O desafio da convivência em áreas de lazer compartilhadas
Os chamados condomínios clubes são projetados com uma infraestrutura que, no papel, valoriza o patrimônio de todos. Porém, a dinâmica muda completamente quando a rotatividade de pessoas estranhas aumenta drasticamente. O morador que desce para descansar após um dia exaustivo de trabalho espera encontrar um ambiente previsível. Quando ele se depara com grupos de temporada utilizando a sauna ou a área gourmet como se estivessem em um hotel resort, o conflito é imediato.
A gestão desse cenário exige mais do que apenas a aplicação cega da convenção. O síndico precisa atuar como mediador, separando o direito de propriedade — que permite ao dono locar seu imóvel — do direito ao sossego e à segurança dos demais condôminos. Muitas vezes, a solução passa pela criação de regras internas específicas, como o cadastro antecipado obrigatório de visitantes, taxas extras pelo uso intensivo das áreas comuns ou até restrições específicas para reservas mínimas, evitando o entra e sai descontrolado de fins de semana.

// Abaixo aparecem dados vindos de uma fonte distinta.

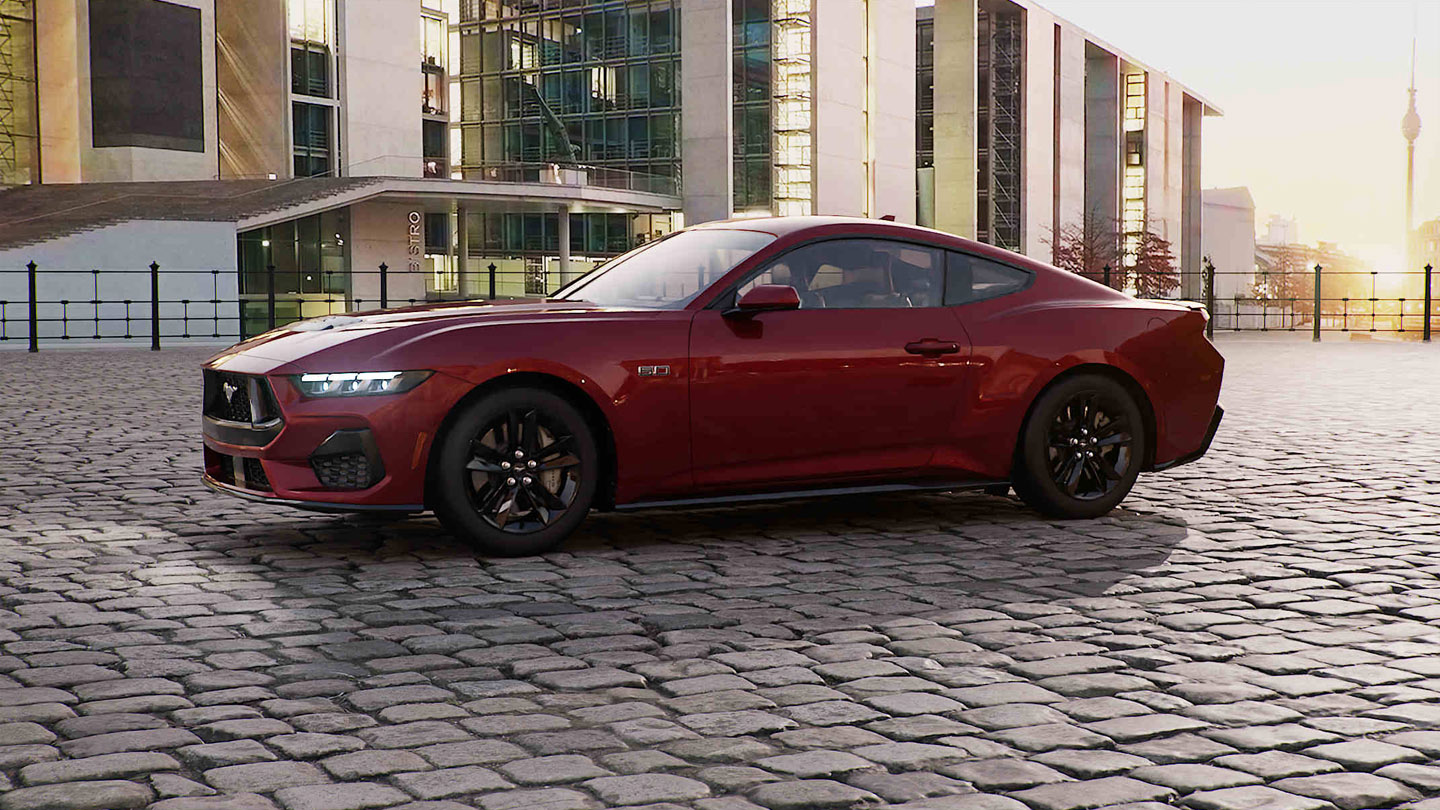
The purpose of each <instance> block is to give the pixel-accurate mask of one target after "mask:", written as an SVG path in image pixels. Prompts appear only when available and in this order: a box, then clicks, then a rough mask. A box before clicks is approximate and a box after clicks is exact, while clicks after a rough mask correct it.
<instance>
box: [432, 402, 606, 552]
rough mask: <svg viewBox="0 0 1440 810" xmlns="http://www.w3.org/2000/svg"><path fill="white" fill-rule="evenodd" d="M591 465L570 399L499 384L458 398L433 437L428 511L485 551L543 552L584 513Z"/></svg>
mask: <svg viewBox="0 0 1440 810" xmlns="http://www.w3.org/2000/svg"><path fill="white" fill-rule="evenodd" d="M599 468H600V464H599V451H598V450H596V442H595V434H593V431H592V430H590V427H589V424H588V422H586V421H585V417H582V415H580V411H579V409H577V408H576V406H575V405H572V404H570V402H567V401H566V399H563V398H560V396H557V395H554V393H550V392H549V391H541V389H536V388H511V389H505V391H500V392H495V393H492V395H488V396H482V398H480V399H477V401H474V402H471V404H468V405H465V406H464V409H462V411H461V412H459V414H458V415H456V418H455V419H454V422H452V424H451V427H449V428H448V430H446V431H445V435H444V437H441V440H439V457H438V460H436V466H435V471H433V476H435V477H433V479H432V493H433V506H435V515H436V516H438V517H439V519H441V522H442V523H444V525H445V528H446V529H449V530H451V532H452V533H455V535H456V536H459V538H462V539H465V540H469V542H471V543H474V545H475V546H477V548H478V549H480V551H482V552H485V553H488V555H494V556H527V555H536V553H544V552H547V551H552V549H554V548H556V546H559V545H560V543H562V542H563V540H564V539H566V538H567V536H569V535H570V533H572V532H575V529H576V528H577V526H579V525H580V523H582V522H583V520H585V516H586V513H589V510H590V504H592V502H593V500H595V491H596V484H598V479H599Z"/></svg>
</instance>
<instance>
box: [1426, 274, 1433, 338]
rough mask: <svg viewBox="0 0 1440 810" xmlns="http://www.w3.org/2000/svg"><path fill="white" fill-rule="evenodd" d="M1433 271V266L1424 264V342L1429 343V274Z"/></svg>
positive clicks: (1429, 275)
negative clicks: (1424, 299)
mask: <svg viewBox="0 0 1440 810" xmlns="http://www.w3.org/2000/svg"><path fill="white" fill-rule="evenodd" d="M1433 272H1434V268H1433V267H1430V265H1428V264H1427V265H1426V319H1424V324H1426V336H1424V342H1426V343H1430V310H1431V303H1430V300H1431V298H1430V275H1431V274H1433Z"/></svg>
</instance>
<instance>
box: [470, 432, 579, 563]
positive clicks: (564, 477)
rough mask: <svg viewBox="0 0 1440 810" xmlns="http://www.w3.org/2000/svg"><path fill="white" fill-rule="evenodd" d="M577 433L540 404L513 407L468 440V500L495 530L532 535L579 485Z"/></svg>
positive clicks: (485, 519) (569, 504) (567, 502)
mask: <svg viewBox="0 0 1440 810" xmlns="http://www.w3.org/2000/svg"><path fill="white" fill-rule="evenodd" d="M573 444H575V435H572V434H569V432H564V427H563V425H557V424H554V422H553V419H541V417H540V411H539V409H536V408H511V409H508V411H505V412H504V414H500V415H498V417H497V418H495V419H492V421H491V422H490V424H488V425H485V427H482V428H481V430H480V432H478V434H477V435H475V438H472V440H471V442H469V451H471V460H469V461H468V463H467V464H465V468H467V470H469V473H471V476H469V479H471V480H469V483H471V487H469V500H471V506H472V507H474V509H475V512H477V513H480V516H481V519H484V520H485V522H487V523H490V525H491V526H494V528H495V529H500V530H504V532H511V533H516V535H528V533H531V532H537V530H540V529H544V528H546V526H549V525H550V523H552V522H554V520H559V519H560V516H563V515H564V510H566V509H569V507H570V504H572V503H573V502H575V493H576V491H579V489H580V480H579V468H580V458H579V457H577V455H575V453H573V451H572V445H573Z"/></svg>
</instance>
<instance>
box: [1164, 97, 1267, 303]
mask: <svg viewBox="0 0 1440 810" xmlns="http://www.w3.org/2000/svg"><path fill="white" fill-rule="evenodd" d="M1184 105H1185V114H1184V124H1185V133H1184V135H1182V137H1184V146H1182V153H1184V160H1182V163H1184V164H1182V167H1181V174H1182V180H1181V193H1179V205H1181V209H1179V218H1181V248H1179V271H1181V293H1182V294H1184V295H1185V297H1187V298H1191V300H1197V301H1198V300H1200V298H1201V295H1204V294H1205V282H1204V278H1201V252H1202V245H1204V241H1202V231H1201V228H1202V225H1201V223H1202V219H1201V216H1202V212H1204V202H1202V200H1201V187H1200V130H1201V121H1204V114H1205V107H1204V105H1202V104H1201V102H1200V101H1195V99H1194V98H1187V99H1185V101H1184ZM1250 222H1251V226H1250V232H1251V233H1254V209H1251V212H1250ZM1253 255H1254V251H1251V258H1253ZM1248 264H1253V261H1251V262H1247V267H1237V268H1234V270H1248ZM1227 270H1228V268H1227Z"/></svg>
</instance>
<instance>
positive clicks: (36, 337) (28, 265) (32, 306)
mask: <svg viewBox="0 0 1440 810" xmlns="http://www.w3.org/2000/svg"><path fill="white" fill-rule="evenodd" d="M24 268H26V270H29V271H30V350H32V352H39V350H40V313H39V307H37V303H36V300H35V262H33V261H32V262H30V264H27V265H24Z"/></svg>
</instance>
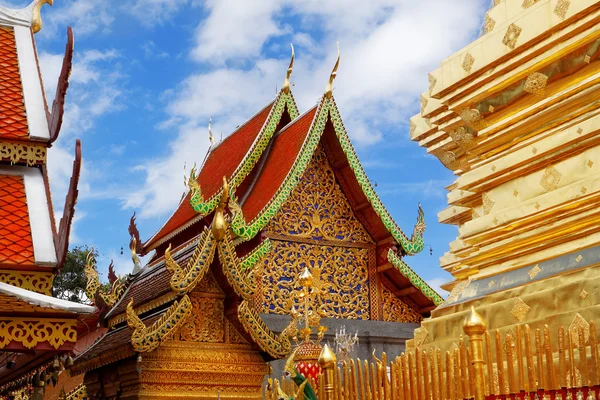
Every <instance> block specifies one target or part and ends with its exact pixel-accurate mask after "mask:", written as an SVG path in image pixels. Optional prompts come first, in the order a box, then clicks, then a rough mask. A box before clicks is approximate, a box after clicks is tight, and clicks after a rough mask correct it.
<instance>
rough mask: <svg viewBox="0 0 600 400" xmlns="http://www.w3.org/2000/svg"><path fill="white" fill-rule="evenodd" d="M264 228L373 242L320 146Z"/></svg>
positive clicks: (308, 238)
mask: <svg viewBox="0 0 600 400" xmlns="http://www.w3.org/2000/svg"><path fill="white" fill-rule="evenodd" d="M265 230H266V232H267V233H269V234H275V235H293V236H294V237H297V238H305V239H312V240H330V241H331V240H334V241H346V242H355V243H357V242H358V243H372V242H373V240H372V239H371V237H370V236H369V234H368V233H367V231H366V230H365V228H364V227H363V226H362V224H361V223H360V222H359V221H358V220H357V219H356V217H355V216H354V212H353V211H352V208H351V206H350V204H349V203H348V200H347V199H346V196H345V195H344V193H343V192H342V189H341V188H340V186H339V184H338V183H337V181H336V180H335V175H334V174H333V169H332V168H331V165H329V161H328V160H327V155H326V154H325V150H323V148H322V147H320V146H319V148H318V149H317V150H316V151H315V154H314V155H313V159H312V161H311V162H310V164H309V166H308V169H307V170H306V172H305V173H304V175H302V179H301V180H300V182H299V183H298V185H297V186H296V189H294V191H293V192H292V194H291V196H290V198H289V199H288V201H287V202H286V203H285V204H284V205H283V206H282V207H281V209H280V210H279V213H278V214H277V215H276V216H275V217H274V218H273V219H272V220H271V221H270V222H269V224H268V225H267V227H266V228H265Z"/></svg>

Ajustes na governança e o papel do regulamento interno
Não adianta tentar resolver esse tipo de embate apenas com o bom senso. A governança precisa ser robusta e transparente. Vi muitos condomínios conseguirem estabilizar a convivência ao implementar o uso de tecnologia, como aplicativos de gestão que exigem o envio prévio dos documentos de quem vai entrar. Isso não apenas aumenta a segurança, mas também gera uma barreira natural contra locatários que não têm o perfil para aquele tipo de ambiente residencial.

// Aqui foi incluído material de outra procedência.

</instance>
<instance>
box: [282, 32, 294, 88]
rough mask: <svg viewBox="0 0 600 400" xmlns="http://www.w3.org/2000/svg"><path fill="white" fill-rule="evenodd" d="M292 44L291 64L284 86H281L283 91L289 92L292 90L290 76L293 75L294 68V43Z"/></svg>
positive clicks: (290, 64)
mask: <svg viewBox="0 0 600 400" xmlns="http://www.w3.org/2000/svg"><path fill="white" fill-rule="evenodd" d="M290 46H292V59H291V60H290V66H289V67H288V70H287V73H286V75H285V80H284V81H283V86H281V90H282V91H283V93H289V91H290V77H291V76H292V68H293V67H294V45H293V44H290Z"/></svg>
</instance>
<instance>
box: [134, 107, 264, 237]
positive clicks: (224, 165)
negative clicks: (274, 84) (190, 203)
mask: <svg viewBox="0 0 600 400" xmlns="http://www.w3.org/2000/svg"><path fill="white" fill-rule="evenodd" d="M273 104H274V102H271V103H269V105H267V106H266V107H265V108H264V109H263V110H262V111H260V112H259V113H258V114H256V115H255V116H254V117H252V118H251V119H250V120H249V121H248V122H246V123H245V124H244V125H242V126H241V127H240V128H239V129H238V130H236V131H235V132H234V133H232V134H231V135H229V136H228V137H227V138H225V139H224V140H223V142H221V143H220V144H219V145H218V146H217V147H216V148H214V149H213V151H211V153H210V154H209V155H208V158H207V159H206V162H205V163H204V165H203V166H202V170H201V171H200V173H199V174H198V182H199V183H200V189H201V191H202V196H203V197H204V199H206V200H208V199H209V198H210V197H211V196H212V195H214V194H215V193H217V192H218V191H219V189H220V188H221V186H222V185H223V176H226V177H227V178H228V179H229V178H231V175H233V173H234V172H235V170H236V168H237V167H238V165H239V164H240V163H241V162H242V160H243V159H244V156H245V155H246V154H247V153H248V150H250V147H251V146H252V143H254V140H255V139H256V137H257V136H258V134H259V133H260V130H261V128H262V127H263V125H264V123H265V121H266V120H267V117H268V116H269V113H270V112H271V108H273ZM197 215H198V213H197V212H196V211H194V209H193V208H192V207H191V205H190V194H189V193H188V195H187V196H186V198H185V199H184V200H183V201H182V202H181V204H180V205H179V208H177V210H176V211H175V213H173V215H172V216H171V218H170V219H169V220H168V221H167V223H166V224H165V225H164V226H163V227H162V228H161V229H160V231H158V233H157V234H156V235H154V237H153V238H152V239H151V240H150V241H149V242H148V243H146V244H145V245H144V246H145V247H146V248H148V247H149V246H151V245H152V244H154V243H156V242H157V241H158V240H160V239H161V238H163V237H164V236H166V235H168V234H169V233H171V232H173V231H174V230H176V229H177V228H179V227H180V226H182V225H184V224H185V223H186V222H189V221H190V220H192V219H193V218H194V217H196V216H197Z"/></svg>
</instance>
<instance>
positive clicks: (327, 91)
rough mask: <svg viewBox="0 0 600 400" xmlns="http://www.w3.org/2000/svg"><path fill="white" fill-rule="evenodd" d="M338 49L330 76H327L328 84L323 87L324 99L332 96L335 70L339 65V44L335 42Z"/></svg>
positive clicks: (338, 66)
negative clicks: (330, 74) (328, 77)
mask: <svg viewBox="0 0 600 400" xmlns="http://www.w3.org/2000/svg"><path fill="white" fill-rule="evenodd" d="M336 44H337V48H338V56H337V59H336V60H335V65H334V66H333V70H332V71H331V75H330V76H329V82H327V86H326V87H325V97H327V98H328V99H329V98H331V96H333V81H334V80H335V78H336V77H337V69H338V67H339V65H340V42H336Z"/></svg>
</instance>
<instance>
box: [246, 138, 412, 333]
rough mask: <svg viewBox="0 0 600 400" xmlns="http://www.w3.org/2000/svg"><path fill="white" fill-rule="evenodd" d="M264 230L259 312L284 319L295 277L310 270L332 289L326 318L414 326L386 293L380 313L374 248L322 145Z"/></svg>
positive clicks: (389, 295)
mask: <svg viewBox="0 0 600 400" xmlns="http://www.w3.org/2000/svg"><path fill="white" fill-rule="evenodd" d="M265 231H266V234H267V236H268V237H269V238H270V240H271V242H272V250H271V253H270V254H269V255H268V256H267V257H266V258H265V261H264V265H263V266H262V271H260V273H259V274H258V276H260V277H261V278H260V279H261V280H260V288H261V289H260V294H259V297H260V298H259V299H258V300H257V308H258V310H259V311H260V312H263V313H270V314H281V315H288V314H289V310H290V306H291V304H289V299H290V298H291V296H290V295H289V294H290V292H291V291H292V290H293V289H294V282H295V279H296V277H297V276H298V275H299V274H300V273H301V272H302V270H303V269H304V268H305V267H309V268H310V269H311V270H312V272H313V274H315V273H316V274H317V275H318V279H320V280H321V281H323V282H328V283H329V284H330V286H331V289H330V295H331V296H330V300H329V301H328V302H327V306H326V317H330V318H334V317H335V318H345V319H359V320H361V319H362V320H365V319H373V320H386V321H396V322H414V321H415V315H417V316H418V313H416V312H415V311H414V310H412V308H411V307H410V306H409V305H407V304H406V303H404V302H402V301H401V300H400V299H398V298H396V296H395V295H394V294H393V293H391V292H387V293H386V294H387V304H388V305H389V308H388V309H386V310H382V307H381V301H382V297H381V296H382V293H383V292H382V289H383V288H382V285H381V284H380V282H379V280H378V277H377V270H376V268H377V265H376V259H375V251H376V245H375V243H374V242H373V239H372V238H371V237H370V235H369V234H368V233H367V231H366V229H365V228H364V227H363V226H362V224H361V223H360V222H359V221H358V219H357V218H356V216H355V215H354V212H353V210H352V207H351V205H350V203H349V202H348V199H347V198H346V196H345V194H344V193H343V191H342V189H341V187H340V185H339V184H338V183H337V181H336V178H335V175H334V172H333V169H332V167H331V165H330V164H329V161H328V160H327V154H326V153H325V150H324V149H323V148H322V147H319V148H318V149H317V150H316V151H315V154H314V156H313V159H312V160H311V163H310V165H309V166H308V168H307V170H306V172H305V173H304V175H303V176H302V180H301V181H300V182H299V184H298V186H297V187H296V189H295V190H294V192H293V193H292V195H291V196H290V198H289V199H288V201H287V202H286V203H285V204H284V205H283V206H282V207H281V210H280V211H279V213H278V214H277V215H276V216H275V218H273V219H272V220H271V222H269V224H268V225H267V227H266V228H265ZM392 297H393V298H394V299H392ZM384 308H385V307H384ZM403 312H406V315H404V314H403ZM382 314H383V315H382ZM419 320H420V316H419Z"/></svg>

Para o investidor de curta temporada, é preciso entender que o modelo de negócio dele não pode sobrepor a coletividade. Quando ele ignora as normas do condomínio ou deixa de orientar seus hóspedes sobre as regras de convivência, ele acaba sendo o responsável direto pelas multas que o imóvel pode receber. O custo-benefício de uma alta rotatividade cai drasticamente se o proprietário precisar lidar constantemente com advertências e processos administrativos.
Equilibrando rentabilidade e harmonia residencial
O investidor que busca sucesso no mercado imobiliário de curta temporada precisa encarar a gestão do condomínio como uma parceria, e não como um obstáculo. Se ele se antecipa, dialoga com a administração e garante que seus hóspedes sejam invisíveis para a rotina dos vizinhos — respeitando horários de silêncio e limites de uso de áreas comuns — a resistência por parte dos outros moradores tende a diminuir.

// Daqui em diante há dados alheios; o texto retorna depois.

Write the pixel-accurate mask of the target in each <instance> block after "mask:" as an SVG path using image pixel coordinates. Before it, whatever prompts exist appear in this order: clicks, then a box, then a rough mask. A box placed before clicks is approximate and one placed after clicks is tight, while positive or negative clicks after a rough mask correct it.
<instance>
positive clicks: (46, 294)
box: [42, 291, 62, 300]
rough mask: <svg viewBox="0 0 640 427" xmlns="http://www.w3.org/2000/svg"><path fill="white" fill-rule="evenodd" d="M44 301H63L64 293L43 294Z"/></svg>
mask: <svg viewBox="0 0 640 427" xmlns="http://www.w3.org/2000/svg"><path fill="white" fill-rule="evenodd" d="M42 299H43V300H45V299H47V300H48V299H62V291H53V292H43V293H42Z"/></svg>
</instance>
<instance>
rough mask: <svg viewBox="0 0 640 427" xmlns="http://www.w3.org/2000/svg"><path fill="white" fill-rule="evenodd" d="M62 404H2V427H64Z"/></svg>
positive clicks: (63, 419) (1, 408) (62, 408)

Por outro lado, o condomínio que tenta proibir radicalmente a locação de curta temporada muitas vezes acaba perdendo na justiça. A jurisprudência brasileira tem oscilado, mas a tendência é que o direito de usar o imóvel para locação seja preservado, desde que respeite a natureza residencial do prédio. O caminho mais inteligente é a regulamentação inteligente: estabelecer limites claros, cobrar taxas que compensuem o desgaste das áreas comuns e manter um canal de comunicação aberto com quem aluga para que o investidor se sinta parte do ecossistema do condomínio, e não um elemento disruptivo que precisa ser combatido. O sucesso em morar ou investir depende, acima de tudo, da capacidade de entender que o espaço compartilhado é um organismo vivo que exige manutenção constante de regras e, principalmente, de respeito mútuo.